Please share learnings about different models with the community!

Info

The sentence transformers library consumes a significant amount of memory, which might cause worker processes being killed. As a rule of thumb, with semantic search enabled, each Gunicorn worker consumes around 200 MB of memory and each celery worker around 500 MB of memory even when idle, and up to 1 GB when computing embeddings. See Limit CPU and memory usage for settings that limit memory usage. In addition, it is advisable to provision a sufficiently large swap partition to prevent OOM errors due to transient memory usage spikes.

Setting up an LLM provider¶

Communication with the LLM uses an OpenAI compatible API using the openai-python library. This allows using a locally deployed LLM via Ollama (see Ollama OpenAI compatibility) or an API like OpenAI or Hugging Face TGI (Text Generation Inference). The LLM is configured via the configuration parameters LLM_MODEL and LLM_BASE_URL.

Using a hosted LLM via the OpenAI API¶

When using the OpenAI API, LLM_BASE_URL can be left unset, while LLM_MODEL has to be set to one of the OpenAI models, e.g. gpt-4o-mini. Note that, due to the RAG approach, the LLM is "only" used to select the right information from the semantic search results and formulate an answer, it does not require deep genealogical or historical knowledge. Therefore, you can try if a small/cheap model is sufficient.

You will also need to sign up for an account, get an API key and store it in the OPENAI_API_KEY environment variable.

Info

LLM_MODEL is a configuration parameter; if you want to set it via an environment variable, use GRAMPSWEB_LLM_MODEL (see Configuration).
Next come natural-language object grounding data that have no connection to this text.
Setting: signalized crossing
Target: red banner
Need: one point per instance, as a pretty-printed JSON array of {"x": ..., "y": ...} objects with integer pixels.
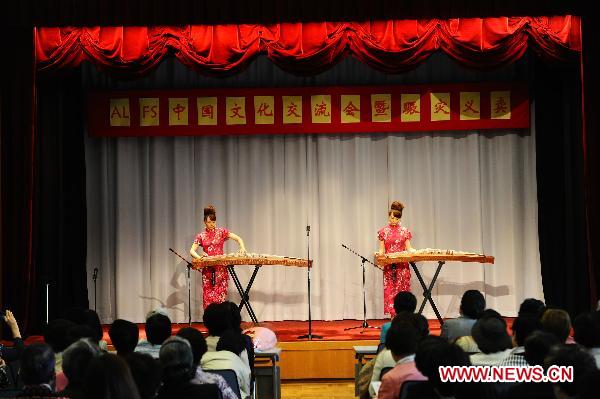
[{"x": 358, "y": 109}]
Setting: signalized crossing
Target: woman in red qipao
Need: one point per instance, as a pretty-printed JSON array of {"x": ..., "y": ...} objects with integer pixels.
[
  {"x": 212, "y": 240},
  {"x": 394, "y": 238}
]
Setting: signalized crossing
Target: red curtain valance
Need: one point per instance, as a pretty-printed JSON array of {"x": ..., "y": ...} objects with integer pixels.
[{"x": 308, "y": 47}]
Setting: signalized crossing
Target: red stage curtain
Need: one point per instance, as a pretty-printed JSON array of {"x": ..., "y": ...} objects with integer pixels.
[{"x": 307, "y": 47}]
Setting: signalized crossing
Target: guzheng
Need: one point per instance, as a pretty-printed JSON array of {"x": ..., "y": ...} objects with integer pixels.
[
  {"x": 432, "y": 255},
  {"x": 249, "y": 259}
]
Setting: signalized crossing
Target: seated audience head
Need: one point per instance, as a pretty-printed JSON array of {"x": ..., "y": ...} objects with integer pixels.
[
  {"x": 405, "y": 301},
  {"x": 402, "y": 338},
  {"x": 145, "y": 372},
  {"x": 262, "y": 338},
  {"x": 158, "y": 327},
  {"x": 235, "y": 317},
  {"x": 176, "y": 361},
  {"x": 532, "y": 307},
  {"x": 589, "y": 385},
  {"x": 56, "y": 334},
  {"x": 490, "y": 335},
  {"x": 570, "y": 355},
  {"x": 472, "y": 304},
  {"x": 523, "y": 327},
  {"x": 197, "y": 342},
  {"x": 108, "y": 377},
  {"x": 587, "y": 329},
  {"x": 76, "y": 359},
  {"x": 537, "y": 346},
  {"x": 435, "y": 351},
  {"x": 417, "y": 320},
  {"x": 124, "y": 336},
  {"x": 216, "y": 319},
  {"x": 557, "y": 322},
  {"x": 231, "y": 341},
  {"x": 37, "y": 365}
]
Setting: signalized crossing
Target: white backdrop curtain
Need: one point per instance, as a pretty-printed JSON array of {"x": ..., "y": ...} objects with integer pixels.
[{"x": 473, "y": 191}]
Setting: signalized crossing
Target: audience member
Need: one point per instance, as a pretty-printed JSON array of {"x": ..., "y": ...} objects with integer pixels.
[
  {"x": 124, "y": 336},
  {"x": 557, "y": 322},
  {"x": 229, "y": 347},
  {"x": 589, "y": 385},
  {"x": 158, "y": 329},
  {"x": 263, "y": 338},
  {"x": 402, "y": 340},
  {"x": 472, "y": 305},
  {"x": 108, "y": 377},
  {"x": 199, "y": 348},
  {"x": 404, "y": 301},
  {"x": 37, "y": 371},
  {"x": 575, "y": 356},
  {"x": 56, "y": 334},
  {"x": 587, "y": 333},
  {"x": 145, "y": 371},
  {"x": 76, "y": 359},
  {"x": 12, "y": 353},
  {"x": 434, "y": 352},
  {"x": 384, "y": 359},
  {"x": 522, "y": 328},
  {"x": 492, "y": 339},
  {"x": 537, "y": 346},
  {"x": 177, "y": 363},
  {"x": 216, "y": 319}
]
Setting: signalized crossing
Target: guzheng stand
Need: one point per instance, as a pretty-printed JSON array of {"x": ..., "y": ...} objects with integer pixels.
[
  {"x": 431, "y": 255},
  {"x": 364, "y": 324},
  {"x": 427, "y": 290},
  {"x": 245, "y": 294},
  {"x": 256, "y": 260},
  {"x": 189, "y": 266}
]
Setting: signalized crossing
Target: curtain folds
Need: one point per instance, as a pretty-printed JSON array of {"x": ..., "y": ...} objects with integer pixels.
[{"x": 305, "y": 47}]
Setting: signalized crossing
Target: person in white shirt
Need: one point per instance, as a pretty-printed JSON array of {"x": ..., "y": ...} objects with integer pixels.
[
  {"x": 489, "y": 332},
  {"x": 227, "y": 357},
  {"x": 587, "y": 333}
]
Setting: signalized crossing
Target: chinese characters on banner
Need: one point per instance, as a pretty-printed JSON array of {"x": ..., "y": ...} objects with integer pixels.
[{"x": 310, "y": 110}]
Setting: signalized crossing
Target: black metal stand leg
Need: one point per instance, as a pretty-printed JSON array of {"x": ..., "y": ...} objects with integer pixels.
[
  {"x": 364, "y": 323},
  {"x": 427, "y": 290},
  {"x": 244, "y": 294}
]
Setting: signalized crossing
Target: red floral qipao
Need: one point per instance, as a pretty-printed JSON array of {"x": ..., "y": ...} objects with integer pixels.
[
  {"x": 212, "y": 242},
  {"x": 396, "y": 277}
]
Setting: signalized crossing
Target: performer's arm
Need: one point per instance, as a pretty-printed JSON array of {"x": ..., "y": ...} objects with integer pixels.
[
  {"x": 193, "y": 251},
  {"x": 239, "y": 240},
  {"x": 381, "y": 247}
]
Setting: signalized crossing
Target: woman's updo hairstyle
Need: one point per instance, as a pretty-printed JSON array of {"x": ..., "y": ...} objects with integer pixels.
[
  {"x": 396, "y": 209},
  {"x": 210, "y": 212}
]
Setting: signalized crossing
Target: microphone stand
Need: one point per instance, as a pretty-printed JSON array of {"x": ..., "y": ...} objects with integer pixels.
[
  {"x": 364, "y": 323},
  {"x": 189, "y": 267},
  {"x": 95, "y": 277},
  {"x": 310, "y": 335}
]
OPENAI_API_KEY is not a configuration parameter but an environment variable directly used by the openai-python library, so it should not be prefixed.

Using a local LLM via Ollama¶

Ollama is a convenient way to run LLMs locally. Please consult the Ollama documentation for details. Please note that LLMs require significant computational resources and all but the smallest models will probably be too slow without GPU support. You can try whether tinyllama meets you needs. If not, try one of the larger models. Please share any experience with the community!

When deploying Gramps Web with Docker Compose, you can add an Ollama service

services:
  ollama:
    image: ollama/ollama
    container_name: ollama
    ports:
      - "11434:11434"
    volumes:
      - ollama_data:/root/.ollama

volumes:
    ollama_data:

and then set the LLM_BASE_URL configuration parameter to http://ollama:11434/v1. Set LLM_MODEL to a model supported by Ollama, and pull it down in your container with ollama pull <model>. Finally, set OPENAI_API_KEY to ollama.

To troubleshoot problems with Ollama, you can enable debug logging by setting environment variable OLLAMA_DEBUG=1 in the Ollama service environment.

Info

If you are using Ollama for Gramps Web AI chat, please support the community by completing this documentation with any missing details.

Using other providers¶

Please feel free to submit documentation for other providers and share your experience with the community!